I loved to draw when I was little but by the time I was 10 years old, I had stopped drawing all together. As I got older, like most kids, I wanted to draw things more realistically and I remember feeling frustrated by not knowing how. Fortunately, I rediscovered my love of drawing as an adult when I finally learned the skill of contour drawing.
Contour drawing is one of the most useful of all the drawing skills for kids to learn and a big confidence booster because it gives them the ability transfer their observations onto paper. When kids can look at something- whether an actual object or an image- and draw what they see, they’ll have the foundation to tackle any subject matter they want and the confidence to spin off and create their own unique compositions.
Here are some fun exercises you can try with your kids to help them learn to draw the what they see (no pencil required):
TACTILE PRACTICE. Learning to draw realistically is really about learning to observe and this can be a tactile experience, not simply a visual one. Have your child run their finger slowly along the side of the object they wish to draw. Talk about the the change of direction as they follow the contour of the object. “Now you are curving, feel how it bends a little?”
AIR PRACTICE. Ask your child to cover one eye with the palm of their hand and with their other hand, trace the object in the air with their finger as they closely observe it from about a foot away.
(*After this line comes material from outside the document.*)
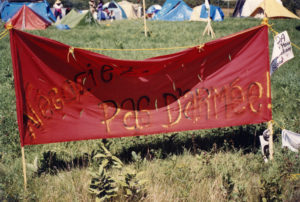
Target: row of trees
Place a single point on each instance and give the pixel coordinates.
(292, 5)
Once again, talk about the motions, so each little change of direction is copied with their finger in the air. This activity encourages them to look at the edge of the object to learn to see the actual contour line that makes up the overall shape.
NAME THE LINE PRACTICE. In the Thrive Beginner Program, kids learn how to break down what they see into the Three Lines for Drawing. These lines: Straight, Curved and Organic, make up the contour or edge of objects. Practice identifying these lines by pointing to different objects around your house or out on a walk and ask your child to say the kind of line that they see. For example, the edge of a leaf might curve while the vein is a straight line.
Asking kids questions that encourage them to study the edges and contours of objects builds their observational skills and prepares them to draw what they see. Some types of questions might be: “Do you see how that straight line begins to bend at the top? “How do the lengths compare?” “Isn’t this an interesting line? Can you see how it wiggles?” Ask your child to look for shadows and compare light and dark color too, as often kids as young as 5 years old will begin to grasp these concepts.
When kids develop observational skills and learn to integrate what they see with their imagination, they’ll have the tools to create whatever they set their mind to.